本形態1のコンクリート構造体の施工方法によれば、プライマー4の硬化を待たずに当該プライマー4の表面5に一次樹脂層9aを形成して、この一次樹脂層9aの表面10aに繊維メッシュシート8を設け、一次樹脂層9aの硬化を待たずに一次樹脂層9aの表面10a及び繊維メッシュシート8の表面8aにさらに二次樹脂層9bを形成した後に、二次樹脂層9b、一次樹脂層9a、プライマー4に光を照射して硬化させたので、二次樹脂層9bの樹脂溶剤9A、一次樹脂層9aの樹脂溶剤9A、プライマー4を一緒の硬化させることができて、硬化に要する時間を短くでき、コンクリート構造体1の施工時間をさらに短縮できる。

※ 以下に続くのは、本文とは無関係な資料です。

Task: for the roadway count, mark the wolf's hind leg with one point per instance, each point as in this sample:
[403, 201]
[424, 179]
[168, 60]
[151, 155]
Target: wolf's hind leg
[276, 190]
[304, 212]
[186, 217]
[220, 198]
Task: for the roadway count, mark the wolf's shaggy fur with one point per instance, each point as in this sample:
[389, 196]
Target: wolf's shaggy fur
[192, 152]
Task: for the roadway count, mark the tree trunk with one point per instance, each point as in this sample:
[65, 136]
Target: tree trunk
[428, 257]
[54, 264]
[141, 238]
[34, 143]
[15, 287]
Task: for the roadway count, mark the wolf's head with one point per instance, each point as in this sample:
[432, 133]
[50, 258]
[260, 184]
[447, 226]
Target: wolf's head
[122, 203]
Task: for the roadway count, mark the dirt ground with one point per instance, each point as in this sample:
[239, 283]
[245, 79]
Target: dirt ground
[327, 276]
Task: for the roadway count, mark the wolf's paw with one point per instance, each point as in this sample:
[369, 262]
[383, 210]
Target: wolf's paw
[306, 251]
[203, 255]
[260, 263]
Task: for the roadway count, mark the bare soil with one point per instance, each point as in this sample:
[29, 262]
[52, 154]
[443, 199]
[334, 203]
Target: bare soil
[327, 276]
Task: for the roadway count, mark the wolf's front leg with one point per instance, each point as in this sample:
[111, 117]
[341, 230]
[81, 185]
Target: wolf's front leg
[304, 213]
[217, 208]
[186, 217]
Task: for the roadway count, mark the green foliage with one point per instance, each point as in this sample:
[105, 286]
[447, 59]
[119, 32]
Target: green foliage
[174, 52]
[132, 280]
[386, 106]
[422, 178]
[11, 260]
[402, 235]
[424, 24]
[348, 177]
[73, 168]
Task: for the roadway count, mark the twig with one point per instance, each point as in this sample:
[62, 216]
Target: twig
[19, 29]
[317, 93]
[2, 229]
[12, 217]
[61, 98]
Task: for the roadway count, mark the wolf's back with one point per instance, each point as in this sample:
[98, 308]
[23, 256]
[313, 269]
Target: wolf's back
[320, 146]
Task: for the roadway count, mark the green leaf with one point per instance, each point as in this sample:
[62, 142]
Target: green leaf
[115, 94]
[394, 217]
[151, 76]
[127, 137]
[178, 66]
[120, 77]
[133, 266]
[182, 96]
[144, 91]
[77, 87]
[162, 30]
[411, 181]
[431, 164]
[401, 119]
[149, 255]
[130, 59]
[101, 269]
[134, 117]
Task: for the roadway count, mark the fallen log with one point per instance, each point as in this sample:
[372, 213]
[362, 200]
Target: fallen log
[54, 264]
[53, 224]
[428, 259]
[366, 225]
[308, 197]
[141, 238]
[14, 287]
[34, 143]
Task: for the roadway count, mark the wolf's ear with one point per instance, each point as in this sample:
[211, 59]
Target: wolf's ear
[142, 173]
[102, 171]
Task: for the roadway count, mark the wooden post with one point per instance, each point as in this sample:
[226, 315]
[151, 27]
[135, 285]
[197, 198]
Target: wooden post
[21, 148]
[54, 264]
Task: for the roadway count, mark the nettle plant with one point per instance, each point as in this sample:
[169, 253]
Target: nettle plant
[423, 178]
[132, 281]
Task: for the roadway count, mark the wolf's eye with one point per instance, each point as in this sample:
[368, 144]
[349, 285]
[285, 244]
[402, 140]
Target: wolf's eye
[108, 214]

また、1液により形成されたプライマー4と1液により形成された樹脂溶剤9Aを使用したので、主剤と硬化剤との2液を混合してプライマーや樹脂溶剤を作成する場合のような、計量ミスや攪拌不足を無くすことができる。よって、硬化不良を起こすプライマーや硬化不良を起こす樹脂溶剤の使用を回避できるので、繊維メッシュシート8と樹脂9との一体化によるシート構造体7及びコンクリート構造物2の表面3とプライマー4とシート構造体7との一体化が得られ、コンクリート構造物2の表面3のコンクリート片の剥落を防止できる。

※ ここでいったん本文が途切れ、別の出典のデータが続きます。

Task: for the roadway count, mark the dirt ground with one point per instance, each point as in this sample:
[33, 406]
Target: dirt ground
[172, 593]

また、シートとして繊維メッシュシート8を使用したので、繊維メッシュシート8の孔80内に樹脂が充填され、樹脂溶剤9Aが繊維メッシュシート8の格子81の周囲を覆い(図1(c);(d)参照)、繊維メッシュシート8と樹脂9とを強固に一体化させることができる(図3参照)。よって、プライマー4の表面に、強度の高い繊維メッシュシート8と樹脂9との強固な一体化によって強度の高いシート構造体7を形成できるため、コンクリート構造物2の表面3のコンクリート片の剥落防止効果をさらに向上できる。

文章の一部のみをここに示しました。